In plain English: after conditioning on the observed covariates \(X_i\), the treatment assignment contains no additional information about the potential outcomes.

What can go wrong: unobserved confounders — variables that affect both treatment and outcome but are not in \(X_i\). Examples: unmeasured health status, hidden user intent, genetic factors.

How OnlineCML helps: The OnlineSMD and LiveLovePlot tools check whether the treated and control groups are balanced on observed covariates. Balance on observables is a necessary (not sufficient) condition for unconfoundedness.

smd = OnlineSMD(covariates=["age", "income"])
for x, w, y, _ in stream:
    smd.update(x, treatment=w, weight=ipw_weight)
print(smd.is_balanced())  # |SMD| < 0.1 for all covariates

2. Overlap (Positivity)

Formal statement:

\[0 < e(x) < 1 \quad \forall\, x \in \text{support}(X)\]

where \(e(x) = P(W=1 \mid X=x)\) is the propensity score.

In plain English: every type of unit has a non-zero probability of being either treated or untreated.

What can go wrong: near-positivity violations occur when some subgroups are almost never treated (or almost always treated).
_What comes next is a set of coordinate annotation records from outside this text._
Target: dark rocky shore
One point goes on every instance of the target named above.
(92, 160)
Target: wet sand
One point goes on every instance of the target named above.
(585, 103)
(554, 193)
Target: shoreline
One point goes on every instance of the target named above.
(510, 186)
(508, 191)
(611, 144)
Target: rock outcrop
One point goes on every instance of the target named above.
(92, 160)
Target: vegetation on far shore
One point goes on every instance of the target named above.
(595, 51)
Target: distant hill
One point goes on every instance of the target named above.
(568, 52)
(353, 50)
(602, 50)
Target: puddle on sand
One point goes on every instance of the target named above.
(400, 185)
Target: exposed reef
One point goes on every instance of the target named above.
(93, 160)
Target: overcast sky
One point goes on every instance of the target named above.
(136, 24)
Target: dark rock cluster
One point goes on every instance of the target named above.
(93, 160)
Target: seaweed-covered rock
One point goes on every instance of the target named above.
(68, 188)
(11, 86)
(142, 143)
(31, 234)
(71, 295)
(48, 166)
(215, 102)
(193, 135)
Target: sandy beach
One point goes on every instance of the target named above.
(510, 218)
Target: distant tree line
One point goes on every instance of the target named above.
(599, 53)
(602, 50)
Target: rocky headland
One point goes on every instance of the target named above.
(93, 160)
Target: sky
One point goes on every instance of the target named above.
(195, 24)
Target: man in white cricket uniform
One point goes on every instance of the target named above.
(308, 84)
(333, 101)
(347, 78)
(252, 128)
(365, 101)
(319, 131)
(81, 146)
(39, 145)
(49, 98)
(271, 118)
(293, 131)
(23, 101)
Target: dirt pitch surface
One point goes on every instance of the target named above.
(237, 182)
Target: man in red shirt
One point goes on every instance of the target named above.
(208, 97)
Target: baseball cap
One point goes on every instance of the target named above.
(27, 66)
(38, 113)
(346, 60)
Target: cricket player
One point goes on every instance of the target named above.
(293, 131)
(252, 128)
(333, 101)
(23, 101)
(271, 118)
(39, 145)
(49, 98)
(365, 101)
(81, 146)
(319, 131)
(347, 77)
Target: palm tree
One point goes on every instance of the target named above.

IPW weights become extremely large, inflating variance.

How OnlineCML helps: OverlapChecker flags observations with propensity scores outside [ps_min, ps_max]. OnlineOverlapWeights uses Li et al. (2018)'s overlap weights \(h(x) = e(x)(1-e(x))\) which are bounded and stable.

checker = OverlapChecker(ps_min=0.05, ps_max=0.95)
for x, w, y, _ in stream:
    checker.update(ps_model.predict_one(x), treatment=w)
print(checker.is_overlap_adequate())

3. SUTVA

Formal statement: The potential outcome \(Y_i(w)\) depends only on unit \(i\)'s own treatment \(W_i\), not on the treatments of other units.

In plain English: there are no spillover effects between units.

What can go wrong: network effects (social contagion), market-level effects (price changes affect all buyers), household effects (one family member's medication affects outcomes for others).

How OnlineCML handles it: OnlineCML assumes SUTVA by default. If your setting has interference, results should be interpreted as direct effects only. Future versions will include NetworkInterferenceStream for SUTVA-violating settings.

Checking Assumptions in Practice

from onlinecml.diagnostics import OnlineSMD, OverlapChecker

smd     = OnlineSMD(covariates=[...])
checker = OverlapChecker()
ipw     = OnlineIPW()

for x, w, y, _ in stream:
    ps = ipw.ps_model.predict_one(x)
    checker.update(ps, treatment=w)
    weight = 1/ps if w == 1 else 1/(1-ps)
    smd.update(x, treatment=w, weight=weight)
    ipw.learn_one(x, w, y)

# Report
print("Overlap adequate:", checker.is_overlap_adequate())
print("Balance adequate:", smd.is_balanced())

References

  • Imbens, G.W. and Rubin, D.B. (2015). Causal Inference for Statistics, Social, and Biomedical Sciences. Cambridge University Press.
  • Li, F., Morgan, K.L. and Zaslavsky, A.M. (2018). Balancing covariates via propensity score weighting. Journal of the American Statistical Association, 113(521), 390–400.